La mémoire de Ferhat Abbas se contentera donc d’entrefilets de circonstance. Ce n’est ni d’avoir douté de la consistance nationale de ce qui deviendra sa cause ni d’avoir privilégié la démarche politique à la stratégie révolutionnaire qui lui coûtent le relatif détachement des Algériens. Messali Hadj a connu pire : il est passé du jour au lendemain et sans coup férir du statut de “traître de la révolution”, depuis l’indépendance, à celui “de père de la nation”, depuis 1999. Chez nous, la mémoire, c’est une question de millésime.
Ferhat Abbas lui-même connaissait certains avantages de ces accommodements avec le pouvoir du moment. Malgré les dérives politiques de l’entreprise révolutionnaire, il n’a pas su suspendre sa connivence avec un pouvoir aux prédispositions totalitaires évidentes. Pourtant, l’assassinat de Abane, qui a su lui donner foi dans la révolution, était éloquent de perspectives autoritaires.
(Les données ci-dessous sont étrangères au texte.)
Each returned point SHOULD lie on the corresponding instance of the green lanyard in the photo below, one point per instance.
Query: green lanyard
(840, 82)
Tous deux n’avaient pas vu que la violence stratégique du mouvement se reproduisait, à l’intérieur, comme violence tactique du parti.
Malgré sa lucidité politique, l’homme était apparemment d’une grande retenue : incompréhensible pour une logique héritée de la culture FLN, et qui voudrait voir qu’à l’agression du puissant réponde la virulence de l’audace ou la soumission de la lâcheté. Mis en résidence surveillée par Ben Bella, puis par Boumediene, il préférera l’arme de la pensée. Sa vérité, il l’a mise à l’abri du révisionnisme d’État auquel se livrent toujours les pouvoirs illégitimes.
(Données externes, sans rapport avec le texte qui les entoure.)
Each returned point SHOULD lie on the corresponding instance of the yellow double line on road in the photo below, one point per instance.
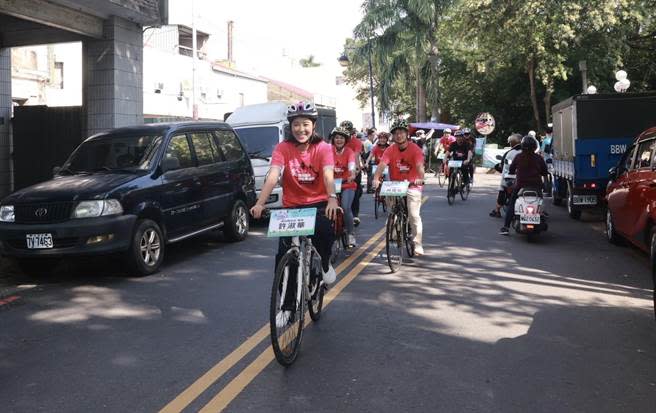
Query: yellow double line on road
(225, 396)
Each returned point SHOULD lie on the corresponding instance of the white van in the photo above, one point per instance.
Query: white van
(261, 127)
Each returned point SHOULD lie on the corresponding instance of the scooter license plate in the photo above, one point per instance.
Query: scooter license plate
(529, 219)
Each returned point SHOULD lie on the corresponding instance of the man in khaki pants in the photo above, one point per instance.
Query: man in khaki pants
(406, 163)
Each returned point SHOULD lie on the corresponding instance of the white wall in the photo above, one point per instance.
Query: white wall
(173, 70)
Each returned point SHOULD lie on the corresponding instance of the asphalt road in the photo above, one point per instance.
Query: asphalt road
(482, 323)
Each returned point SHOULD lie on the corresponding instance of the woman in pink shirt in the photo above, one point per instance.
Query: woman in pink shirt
(306, 164)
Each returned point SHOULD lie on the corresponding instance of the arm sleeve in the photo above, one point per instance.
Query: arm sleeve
(277, 157)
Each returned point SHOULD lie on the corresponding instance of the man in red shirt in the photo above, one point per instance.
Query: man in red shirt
(355, 144)
(406, 163)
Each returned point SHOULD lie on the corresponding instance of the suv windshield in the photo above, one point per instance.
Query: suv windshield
(114, 153)
(259, 141)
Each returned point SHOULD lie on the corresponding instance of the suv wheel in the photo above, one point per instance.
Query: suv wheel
(611, 234)
(146, 251)
(237, 224)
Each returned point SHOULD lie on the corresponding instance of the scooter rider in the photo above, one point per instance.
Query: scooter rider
(514, 141)
(530, 168)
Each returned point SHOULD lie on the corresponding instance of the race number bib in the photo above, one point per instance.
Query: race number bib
(394, 188)
(292, 222)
Qui mieux que l’auteur de L’Indépendance confisquée pouvait nous expliquer cette tragédie qui consistait à se libérer comme nation pour être ensuite enchaîné comme peuple ! Sans éclat, mais sans illusion, les convictions bien chevillées, l’homme aura accompagné le destin de son pays, oscillant entre la charnière et la marge de cette marche épique du mouvement national.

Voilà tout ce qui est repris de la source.